Tendo assumido o poder em meio a um enorme descrédito, o presidente Luiz Inácio Lula da Silva surpreendeu ao redobrar a aposta na estabilização. O que se viu, a partir de 2003, foi o período desinflacionário mais bem-sucedido da história recente do país. A inflação, que em 12 meses chegou a superar 17% em maio de 2003, caiu para 7,6% em 2004, 5,69% em 2005 e 3,14% em 2006. Em 2007, ficou na meta (4,46%), mas nos anos seguintes acelerou.
A mudança de patamar foi provocada pela visão da economia que prevalece até os dias de hoje. Os números mostram isso com clareza. Com exceção de 2009, ano da crise mundial e de crescimento negativo no Brasil (-0,3%), desde então o IPCA não caiu mais abaixo de 5,8%. É verdade que, no período, ocorreram choques de preços, principalmente de commodities, mas isso não explica toda a história.
O governo desistiu de retomar o processo de desinflação e isso foi percebido pelos agentes econômicos, afetando negativamente as expectativas, e por essa razão o Brasil vem registrando sucessivamente índices de preços superiores aos de seus parceiros comerciais. A permanência do IPCA acima da meta, desde 2009, torna ainda mais difícil a sua convergência, nos próximos anos, para padrões internacionais. Embora esteja neste momento em linha com a média registrada pelos países emergentes e em desenvolvimento, a inflação brasileira é quase o dobro do custo de vida médio (3%) das nações de mesmo porte que adotam o regime de metas.
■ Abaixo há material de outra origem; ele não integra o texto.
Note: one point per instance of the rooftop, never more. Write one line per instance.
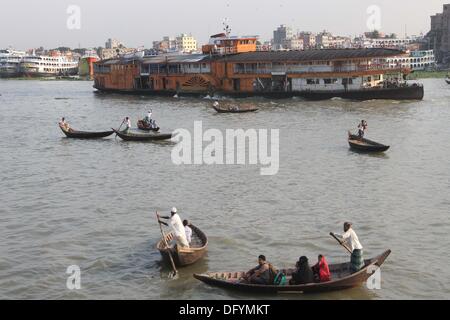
(313, 55)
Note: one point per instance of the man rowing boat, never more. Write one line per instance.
(64, 125)
(350, 239)
(178, 228)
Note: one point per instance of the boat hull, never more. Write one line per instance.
(413, 92)
(142, 137)
(185, 257)
(346, 282)
(366, 145)
(235, 111)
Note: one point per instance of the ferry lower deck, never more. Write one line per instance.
(360, 74)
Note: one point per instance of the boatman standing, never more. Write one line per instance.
(127, 122)
(350, 239)
(178, 228)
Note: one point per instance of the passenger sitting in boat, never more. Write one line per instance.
(350, 239)
(64, 125)
(321, 270)
(178, 228)
(127, 122)
(362, 128)
(261, 274)
(303, 273)
(188, 231)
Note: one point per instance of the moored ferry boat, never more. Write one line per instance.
(231, 66)
(47, 66)
(9, 63)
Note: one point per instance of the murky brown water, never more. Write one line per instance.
(92, 203)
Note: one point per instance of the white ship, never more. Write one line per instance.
(47, 66)
(9, 63)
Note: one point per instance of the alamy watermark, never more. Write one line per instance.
(74, 19)
(235, 147)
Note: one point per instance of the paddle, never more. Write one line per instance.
(167, 246)
(340, 242)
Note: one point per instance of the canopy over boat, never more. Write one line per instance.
(185, 256)
(127, 136)
(341, 276)
(73, 134)
(365, 145)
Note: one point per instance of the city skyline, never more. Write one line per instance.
(136, 28)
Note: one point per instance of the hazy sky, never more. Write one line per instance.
(29, 23)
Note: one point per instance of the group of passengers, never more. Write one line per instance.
(266, 274)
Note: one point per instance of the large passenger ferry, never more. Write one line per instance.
(47, 66)
(9, 63)
(231, 66)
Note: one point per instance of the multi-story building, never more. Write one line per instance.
(309, 39)
(293, 44)
(417, 60)
(186, 43)
(280, 35)
(439, 35)
(113, 44)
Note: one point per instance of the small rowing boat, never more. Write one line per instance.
(365, 145)
(341, 276)
(142, 125)
(235, 110)
(127, 136)
(74, 134)
(184, 256)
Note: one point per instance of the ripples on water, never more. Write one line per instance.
(92, 203)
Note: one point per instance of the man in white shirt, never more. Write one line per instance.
(350, 239)
(149, 117)
(188, 231)
(178, 228)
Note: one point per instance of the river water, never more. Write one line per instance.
(92, 203)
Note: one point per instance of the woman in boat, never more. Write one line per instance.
(321, 270)
(64, 125)
(303, 273)
(261, 274)
(127, 122)
(178, 228)
(188, 231)
(362, 128)
(350, 239)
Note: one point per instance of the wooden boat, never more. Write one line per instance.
(142, 137)
(73, 134)
(142, 125)
(184, 256)
(341, 277)
(233, 110)
(365, 145)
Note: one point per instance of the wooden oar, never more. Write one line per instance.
(340, 242)
(167, 246)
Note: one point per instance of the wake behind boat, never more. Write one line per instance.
(341, 276)
(129, 136)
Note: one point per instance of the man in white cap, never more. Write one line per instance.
(178, 228)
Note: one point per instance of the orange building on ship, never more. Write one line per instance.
(232, 66)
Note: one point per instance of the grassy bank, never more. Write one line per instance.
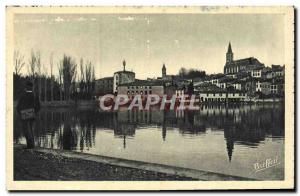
(33, 165)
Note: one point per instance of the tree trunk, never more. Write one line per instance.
(45, 98)
(40, 89)
(51, 88)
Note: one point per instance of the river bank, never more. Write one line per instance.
(51, 164)
(34, 165)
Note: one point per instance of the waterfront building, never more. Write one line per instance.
(257, 72)
(104, 86)
(208, 92)
(141, 87)
(232, 67)
(164, 75)
(275, 71)
(122, 77)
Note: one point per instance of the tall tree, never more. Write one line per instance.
(32, 66)
(69, 74)
(60, 78)
(18, 62)
(39, 74)
(51, 76)
(45, 83)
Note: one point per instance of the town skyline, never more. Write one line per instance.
(153, 46)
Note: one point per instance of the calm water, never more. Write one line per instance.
(225, 140)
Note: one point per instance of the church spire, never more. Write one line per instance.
(229, 48)
(124, 64)
(164, 71)
(229, 54)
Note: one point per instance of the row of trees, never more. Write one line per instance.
(191, 73)
(64, 86)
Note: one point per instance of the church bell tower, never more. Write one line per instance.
(229, 54)
(164, 71)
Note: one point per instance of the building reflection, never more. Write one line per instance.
(76, 130)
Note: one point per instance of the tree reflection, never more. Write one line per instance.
(76, 130)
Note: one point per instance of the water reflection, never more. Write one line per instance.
(76, 130)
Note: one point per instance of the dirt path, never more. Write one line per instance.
(31, 165)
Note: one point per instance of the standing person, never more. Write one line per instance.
(28, 106)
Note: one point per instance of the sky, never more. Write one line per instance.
(146, 41)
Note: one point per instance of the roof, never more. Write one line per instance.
(124, 71)
(105, 78)
(208, 87)
(245, 61)
(138, 82)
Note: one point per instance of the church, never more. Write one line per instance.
(241, 65)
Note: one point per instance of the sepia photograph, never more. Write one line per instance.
(150, 98)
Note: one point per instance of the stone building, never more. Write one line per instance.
(141, 87)
(122, 77)
(104, 86)
(241, 65)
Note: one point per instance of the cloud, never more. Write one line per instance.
(127, 18)
(59, 19)
(80, 19)
(29, 21)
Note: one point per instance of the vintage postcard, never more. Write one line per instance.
(150, 98)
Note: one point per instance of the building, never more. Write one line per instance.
(104, 86)
(233, 67)
(164, 75)
(208, 92)
(122, 77)
(275, 71)
(141, 87)
(257, 72)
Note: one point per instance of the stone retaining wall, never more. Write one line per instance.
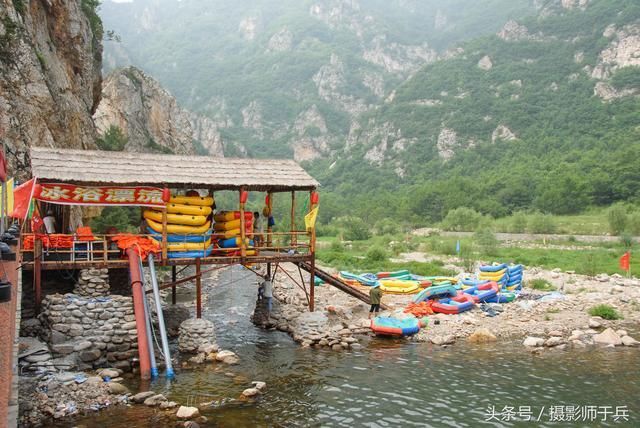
(92, 283)
(90, 332)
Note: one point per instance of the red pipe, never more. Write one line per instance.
(138, 308)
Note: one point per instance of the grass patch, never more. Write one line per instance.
(606, 312)
(540, 284)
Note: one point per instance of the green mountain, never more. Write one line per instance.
(407, 109)
(288, 77)
(543, 115)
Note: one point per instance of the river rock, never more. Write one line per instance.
(595, 323)
(608, 337)
(482, 335)
(533, 341)
(167, 405)
(259, 385)
(250, 392)
(553, 341)
(155, 400)
(117, 388)
(185, 412)
(227, 357)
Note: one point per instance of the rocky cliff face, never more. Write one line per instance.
(151, 118)
(50, 61)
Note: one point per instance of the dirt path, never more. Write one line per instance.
(523, 236)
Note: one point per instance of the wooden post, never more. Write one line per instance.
(293, 218)
(174, 277)
(270, 209)
(198, 289)
(312, 251)
(37, 273)
(164, 234)
(243, 228)
(312, 284)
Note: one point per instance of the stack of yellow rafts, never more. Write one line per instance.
(188, 226)
(227, 228)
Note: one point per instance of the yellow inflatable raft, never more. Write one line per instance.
(186, 246)
(205, 201)
(224, 216)
(179, 229)
(399, 286)
(188, 209)
(176, 219)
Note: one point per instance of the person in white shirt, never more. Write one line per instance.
(49, 222)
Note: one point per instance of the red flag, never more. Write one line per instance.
(22, 196)
(625, 261)
(3, 166)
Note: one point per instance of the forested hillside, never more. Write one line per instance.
(287, 77)
(544, 115)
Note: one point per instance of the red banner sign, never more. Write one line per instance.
(69, 194)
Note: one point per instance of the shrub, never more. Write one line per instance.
(354, 228)
(112, 140)
(606, 312)
(486, 239)
(542, 223)
(540, 284)
(617, 218)
(462, 219)
(386, 227)
(626, 239)
(633, 223)
(376, 254)
(519, 222)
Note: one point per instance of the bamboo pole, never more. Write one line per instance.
(164, 234)
(198, 289)
(37, 273)
(293, 218)
(243, 227)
Desnecessário lembrar que a inflação, além de diminuir a competitividade da economia, penaliza as camadas mais pobres da população, especialmente as que vivem de programas transferência de renda, como o Bolsa Família, e de benefícios sociais não atrelados à correção do salário mínimo. Registre-se, ainda, que a inflação está mais alta justamente para a população de renda mais baixa.
Em 2012, o INPC, que mede o custo de vida para quem ganha até cinco salários mínimos por mês, chegou a 6,2%, diante dos 5,84% do IPCA, que mede a inflação de quem ganha até 40 salários mínimos. A equipe do Credit Suisse calculou que o IPCA em 12 meses até outubro passado ficou mais salgado para quem ganha até R$ 830 por mês (7,2%). Para quem ganha mais de R$ 10.375, o índice foi de 5,8%.